27.2 Change of word order in a phrase to emphasis something

The reader knows that with putting something in the beginning of a phrase it gets an emphasis. The same happens in German.
Let's have a look at an example  
  I can come to your place tomorrow, if you like.
= Ich kann morgen zu dir kommen, wenn du willst.
  Tomorrow I can come to your place, if you like.
= Morgen kann ich zu dir kommen, wenn du willst.

Even though in both languages (English and German) something is stressed when putting it in the beginning of the phrase, there is a big difference in the position of the elements in a phrase. In both versions in English the subject is in front of the verb. But in German it is not. If a German phrase starts with a direct object, an indirect object, an adverbial qualification or and adverb, the subject goes behind the verb. In other words there is the inversion of the position of the elements. To be a bit more precise the subject goes behind the first conjugated verb. In general the meaning of a sentence is different depending on whether the phrase starts with an object or an adverbial qualification etc.. The condition when using a phrase that starts with a direct object is different from the condition when the phrase starts with a subject. Nevertheless the differences in meaning are the same no matter whether it's English or German. There should not be any problem for you to understand the differences in meaning of the following sentences.

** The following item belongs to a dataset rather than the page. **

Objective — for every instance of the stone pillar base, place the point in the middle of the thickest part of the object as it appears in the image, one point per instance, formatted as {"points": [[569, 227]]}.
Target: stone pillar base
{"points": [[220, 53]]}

  Let's have a look at some examples    
Er schenkt seinem Sohn ein Auto. He gives a car to his son.
  Wem schenkt er ein Auto?*   To whom he gives a car?
  Seinem Sohn   To his son.
  Was schenkt er seinem Sohn?*   What does he give to his son?
  Ein Auto   A car.

  An example in Perfekt    
Er hat seinem Sohn ein Auto geschenkt. He has given a car to his son.
  Wem hat er ein Auto geschenkt?   To whom has he given a car?
  Seinem Sohn   To his son.
  Was hat er seinem Sohn geschenkt?   What has he given to his son?
  Ein Auto   A car.

  An example with a personal pronoun for the indirect object
Er hat ihm ein Auto geschenkt. He has given him a car.
  Wem hat er ein Auto geschenkt?   To w hom has he given a car?
  Ihm   Him.
  Was hat er ihm geschenkt?   What has he given to him?
  Ein Auto   A car?
  With two personal pronouns for the direct and the indirect object
  Er hat es ihm geschenkt. He has given it to him.
  Wem hat er es geschenkt?   To whom has he given it?
  Ihm   To him.

  An example with an adverb of time    
Er hat ihm heute ein Auto geschenkt. Today he has given him a car.
  Wann hat er es ihm geschenkt?   When has he given it to him?
  Heute   Today.

* Don't mind the interrogative phrases. We use them here to put the affirmative phrases into a more realistic context. We are going to discuss interrogative phrases in detail in the following chapter Interrogative phrases.